The functional coverage of this consulting practice extends across financial services’ risk and regulatory frameworks, predictive modelling, finance processes, risk transformation, risk and regulatory remediation, optimizing risk and regulation implementation and ongoing adherence and delivering end to end solutions required to enable insights through analytics.
Skills and qualifications:
- Good understanding of hypothesis testing and of statistical tests for significance.
- Deep hands on handling unstructured data such as digital footprints, keywords, browsing history and behavior and applied on model development
- Understanding of univariate, multivariate & time series analysis.
- Understanding of Bayesian and probabilistic models.
- Hand-on in machine learning supervised techniques like regression, classification, decision trees, ensemble algorithms (boosted trees) and random forests etc.
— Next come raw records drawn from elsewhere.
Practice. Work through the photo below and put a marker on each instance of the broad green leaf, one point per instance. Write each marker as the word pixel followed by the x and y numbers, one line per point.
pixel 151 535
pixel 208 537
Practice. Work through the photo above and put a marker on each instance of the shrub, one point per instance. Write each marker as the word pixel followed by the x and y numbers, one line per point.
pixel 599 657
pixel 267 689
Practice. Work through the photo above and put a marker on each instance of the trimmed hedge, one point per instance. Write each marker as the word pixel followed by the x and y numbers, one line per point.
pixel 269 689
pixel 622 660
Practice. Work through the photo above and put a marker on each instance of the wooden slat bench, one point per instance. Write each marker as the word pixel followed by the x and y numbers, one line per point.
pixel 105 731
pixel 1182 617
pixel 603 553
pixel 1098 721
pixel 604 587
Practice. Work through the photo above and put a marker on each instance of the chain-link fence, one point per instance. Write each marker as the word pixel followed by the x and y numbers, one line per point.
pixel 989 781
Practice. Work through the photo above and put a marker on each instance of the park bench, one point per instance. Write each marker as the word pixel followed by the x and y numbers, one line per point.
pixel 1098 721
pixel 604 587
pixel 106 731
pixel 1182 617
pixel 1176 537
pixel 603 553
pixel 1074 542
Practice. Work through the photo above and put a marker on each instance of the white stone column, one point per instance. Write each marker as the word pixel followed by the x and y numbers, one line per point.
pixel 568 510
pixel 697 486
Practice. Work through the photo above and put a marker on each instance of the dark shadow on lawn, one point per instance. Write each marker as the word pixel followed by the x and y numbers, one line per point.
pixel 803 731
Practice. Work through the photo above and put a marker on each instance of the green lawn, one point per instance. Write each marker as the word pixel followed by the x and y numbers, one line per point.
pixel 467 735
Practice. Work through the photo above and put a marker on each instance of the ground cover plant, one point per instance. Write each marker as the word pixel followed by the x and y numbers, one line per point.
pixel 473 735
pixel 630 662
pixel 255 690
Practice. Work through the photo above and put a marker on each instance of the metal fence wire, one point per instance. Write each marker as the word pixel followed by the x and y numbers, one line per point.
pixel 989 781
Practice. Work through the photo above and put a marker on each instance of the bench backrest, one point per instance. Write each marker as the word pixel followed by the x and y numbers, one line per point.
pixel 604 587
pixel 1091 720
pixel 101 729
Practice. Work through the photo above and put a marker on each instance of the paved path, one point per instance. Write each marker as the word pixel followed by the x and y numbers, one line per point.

- Good understanding of unsupervised algorithms clustering, dimensionality reduction, Boltzmann machines (GBM), RBM etc.
- Some knowledge of Deep neural networks like ANN, CNN, LSTM’s, Seq2Seq, GAN’s, Word Vectors etc.
- Knowledge of Tensorflow, Pytorch, Keras etc.
- Nice to have some basic understanding of reinforcement learning like DQN, A3C etc.
- Deep hands on experience in one or more of these data science toolkits, such as R, Python, Spark, Weka, NumPy, MatLab, etc.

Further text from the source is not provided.